Essentially, the difference between the two sources you cited is the difference between Mishnah and Talmud (in their original senses, as in Sotah 22a, Kiddushin 30a, Bava Metzia 33a-b, etc.). "Mishnah" is the basic halachos; "Talmud" is the analysis of those halachos, including also the application of them to different scenarios and conditions. (The Rambam, Hilchos Talmud Torah 1:11-12, calls the first one "Torah shebaal peh" and the second one "Talmud.")
So the "Mishnah" part, the actual halachos, continued to be said כנתינתן מסיני; everyone knew them clearly. The "Talmud" part is, as you said, subject to human variability, and that's where they would need to resort to the Sanhedrin (as indeed implied in Devarim 17:8ff, כי יפלא ממך דבר למשפט).
Over time, of course, things migrate from "Talmud" to "Mishnah," in the sense that once a halachah is applied (via "Talmud" analysis and, if necessary, a vote of the Sanhedrin) to a certain scenario, then that becomes "Mishnah," settled case law. (For example, the Baal Hatanya writes in his Hilchos Talmud Torah 2:1 that the Tur, Shulchan Aruch and Rema - where many of the halachos come from the Talmud - are categorized as "Mishnah" for purposes of Torah study, while the commentaries on them count as "Talmud.")
The Rambam, in his introduction to Perush Hamishnayos, draws such a distinction within the "Mishnah," between the halachos that were known to have been given to Moshe at Sinai (which remained clear and were never subject to debate, even after machlokes began to proliferate) and the halachos derived later on (such as via the 13 Middos), where there was unclarity, and thus dispute.

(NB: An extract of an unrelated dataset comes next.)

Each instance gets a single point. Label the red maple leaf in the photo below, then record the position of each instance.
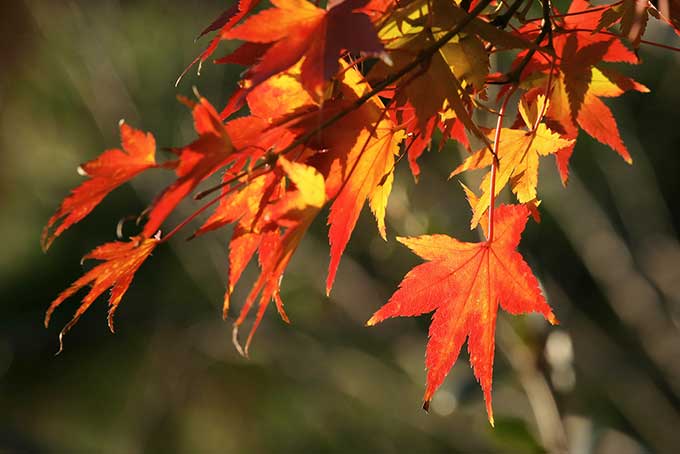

In short, then, the Gemara in Sanhedrin (should be 88b, by the way) is talking about "Talmud" and the halachos derived from it; Rashi is talking about "Mishnah," where originally both parts of it were clear, and later on only one part of it - the ones known to be Halachah Lemoshe Misinai - remained so.
To give an example, using the first Mishnah of Berachos:
מאימתי קורין את שמע בערבית: that Shema has to be recited in the evening (ובשכבך), and that there exists a definition of when this begins - universally accepted, and never lost. Every talmid chacham, from Moshe down to our times, learned this כנתינתו מסיני (not necessarily with the same wording, of course; Biblical Hebrew would probably have been מן מתי or something like that.)
משעה שהכהנים נכנסים לאכול בתרומתן: includes two points: (a) that kohanim who were tamei (and toveled) have to wait until "evening" to eat terumah, and (b) that this is the same time when "evening" begins as far as Shema. (a) is also universally accepted (based on the known facts that ובא השמש וטהר means טהר יומא, and that ואחר יאכל מן הקדשים refers to terumah), while (b) is not (as we see that the Gemara there brings several other opinions). In other words, at one time all talmidei chachamim knew and learned when "evening" begins for both of these purposes; later on they still knew and learned (a) כנתינתו מסיני, but weren't sure about (b), and so argued about it.
עד סוף האשמורה הראשונה... עד חצות... עד שיעלה עמוד השחר: obviously a matter of machlokes. From Moshe until the Zugos, it was known (it may have been decided by a vote of the Sanhedrin, for example) that ובשכבך delineates a certain time of the night, beginning at time X and ending at time Y. (It's also possible that in one generation the Sanhedrin voted one way, and in a later generation differently; see Rambam, Hilchos Mamrim 2:1.) But later on this was forgotten, and so different Chachamim try to reconstruct X and Y, each in their own way.